Австрийская компания HAWLE, производящая трубопроводную арматуру для питьевого и технического водоснабжения и водоотведения, работает на российском рынке уже более 20 лет. Являясь в своей отрасли законодателем высоких стандартов производства, фирма, к удивлению многих, рискнула построить один из своих арматурных заводов в России, в Липецкой области. И планирует выбиться в лидеры рынка в качественном сегменте. О том, как это сделать и, самое главное, за чей счет, а также о роли импортозамещения и важности конкуренции на рынке корреспонденту «Абирега» рассказал генеральный директор ООО «Хавле Индустриверке» Алексей Кузнецов.
– Алексей Александрович, считается, что компания «Хавле» пришла в Россию на девственно-чистый, никем не освоенный рынок. Так ли это?
– Нет, немного не так. Продукция австрийской компании Hawle начала поступать в Россию через дистрибьюторов сразу после развала Советского Союза. В 2005 году компания создала собственную сбытовую организацию, то есть здесь были просто продажи. Но нужно понимать, что компания Hawle – это изначально, корнями, семейная компания. Она из небольшого австрийского города, принадлежит семье Хавле, которая уже третье поколение ее возглавляет. Это совсем другая философия. Для «Хавле» прийти по-настоящему на рынок – это открыть свое производство. Так у нас было в Польше, Чехии. «У нас» – я имею в виду холдинг, объединяющий дочерние предприятия по всему миру. И, в принципе, к 2007 году наши австрийские учредители созрели с решением идти в Россию, и именно в 2007 году мы «прописались» здесь, в Липецкой области. Была организована компания, было подписано инвестиционное соглашение. Потом, в 2008 году, пришел кризис. И только в 2011-м мы возобновили работы и действительно открыли здесь производство. Жалеем ли мы об этом? Нет, не жалеем, хотя сказать, что всё идет гладко, тоже нельзя.
– Но вы пришли на свободный рынок? Или условия все-таки были жесткими?
– Нам пришлось начинать в жестких условиях. Конкуренция всегда здесь была очень серьезная, она и раньше, и сейчас идет по трем направлениям. Во-первых, сохранились советские заводы, которые до сих пор делают водозапорную арматуру. Во-вторых, китайцы. Ну и в-третьих, европейские производители, которые хоть и не открыли здесь свои производства, но продукцию свою сюда активно поставляют. А ведь для потребителя неважно, откуда идет продукция, главное, чтобы она его устраивала по потребительским качествам. Так что ситуация здесь конкурентная, она никогда не была легкой и с каждым годом становится всё тяжелее.

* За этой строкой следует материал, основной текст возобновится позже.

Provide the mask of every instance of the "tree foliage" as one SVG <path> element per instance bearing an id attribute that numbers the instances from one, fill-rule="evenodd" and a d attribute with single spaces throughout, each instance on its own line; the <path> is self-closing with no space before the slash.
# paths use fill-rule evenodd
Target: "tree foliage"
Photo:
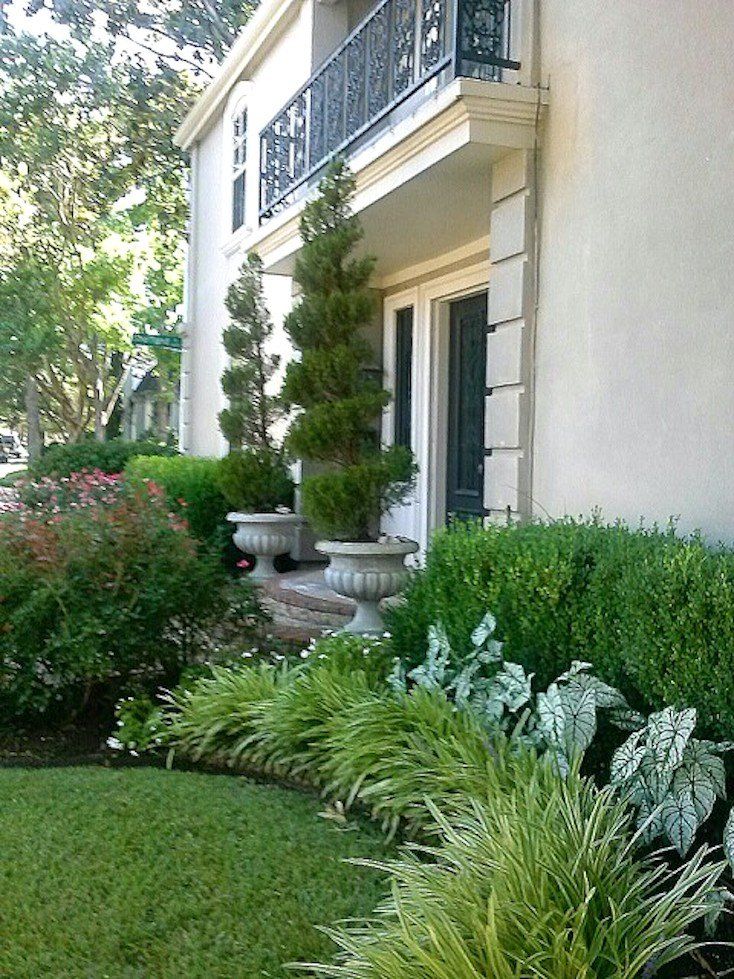
<path id="1" fill-rule="evenodd" d="M 187 62 L 208 73 L 221 61 L 256 4 L 252 0 L 30 0 L 30 13 L 49 10 L 89 42 L 100 22 L 116 40 L 137 45 L 159 70 Z"/>
<path id="2" fill-rule="evenodd" d="M 222 374 L 222 388 L 229 404 L 220 412 L 219 425 L 232 448 L 269 450 L 273 425 L 282 416 L 281 403 L 272 393 L 280 357 L 267 349 L 273 324 L 263 297 L 258 255 L 243 263 L 225 305 L 230 324 L 222 342 L 229 366 Z"/>
<path id="3" fill-rule="evenodd" d="M 0 415 L 32 390 L 39 426 L 102 437 L 131 330 L 180 303 L 184 100 L 104 44 L 12 33 L 0 86 Z"/>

– А почему становится тяжелее?
– Потому что стало меньше возможностей. В 2014 году на рынке просто физически стало меньше денег. Посудите сами. Вроде бы инвестиции в рублях растут. Но если посмотреть отношение евро и доллара к рублю, вы понимаете, что рынок в валюте за последние четыре года стал вдвое меньше. Вспомните: евро стоил 40 рублей, теперь он стоит 75. И если раньше наш клиент мог, грубо говоря, на 1 млн рублей купить 25 тыс. евро, то сейчас – в два раза меньше. То есть физически для всех внешних поставщиков объем рынка уменьшился за последние четыре года. При этом мы не должны забывать, что Еврозона торгует в евро, Китай – в долларах или евро...
– Тем не менее у вас наблюдается положительная динамика по объемам продаж...

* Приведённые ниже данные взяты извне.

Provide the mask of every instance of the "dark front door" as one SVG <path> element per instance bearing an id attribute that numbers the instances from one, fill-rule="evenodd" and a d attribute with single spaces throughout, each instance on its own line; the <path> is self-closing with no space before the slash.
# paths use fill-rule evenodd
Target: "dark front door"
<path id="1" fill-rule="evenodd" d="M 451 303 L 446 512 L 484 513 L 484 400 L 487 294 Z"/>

– На самом деле я горд этим. Особенно за последние два года. В этом году мы продолжаем рост. Идем вопреки рынку, растем достаточно динамично, и связано это с внутренней структуризацией
отделов продаж в первую очередь. Мы стали более активны, в некоторой мере даже агрессивны на рынке, более заметны, у нас есть производство, а это сегодня очень большой бонус.
– «Импортозамещение» – для вас неприличное слово?
– Импортозамещение для меня лично несло негативный оттенок. Потому что я учился во времена распада Советского Союза, вырос на идеологии свободной торговли. Для меня потребитель всегда в приоритете. Любое ограничение выбора потребителя – это однозначно плохо. Потому что в долгосрочной перспективе это ничего хорошего не принесет. Пример, который мы постоянно забываем, – это Советский Союз, в котором было сделано всё для ограничения потребителя. У нас не было телевизоров нормальных, машин. Точнее, они вроде как были, и очереди за ними формировались гигантские. Но по факту, как только открылись рынки, к нам хлынул поток иностранной продукции, которая была просто несопоставима по уровню качества, другим потребительским свойствам с советской продукцией. Я немножко боюсь, что мы как страна можем опять наступить на эти же грабли. Мне приятнее, когда говорят не об импортозамещении, а о создании возможностей для притока инвестиций с целью открытия новых предприятий в стране. Это, в принципе, тот путь, по которому идут многие страны. Они просто создают условия, чтобы при прочих равных условиях фирмы-учредители выбирали именно их страну, чтобы построить там завод. Так растет экономика, на мой взгляд, быстрее и более эффективно.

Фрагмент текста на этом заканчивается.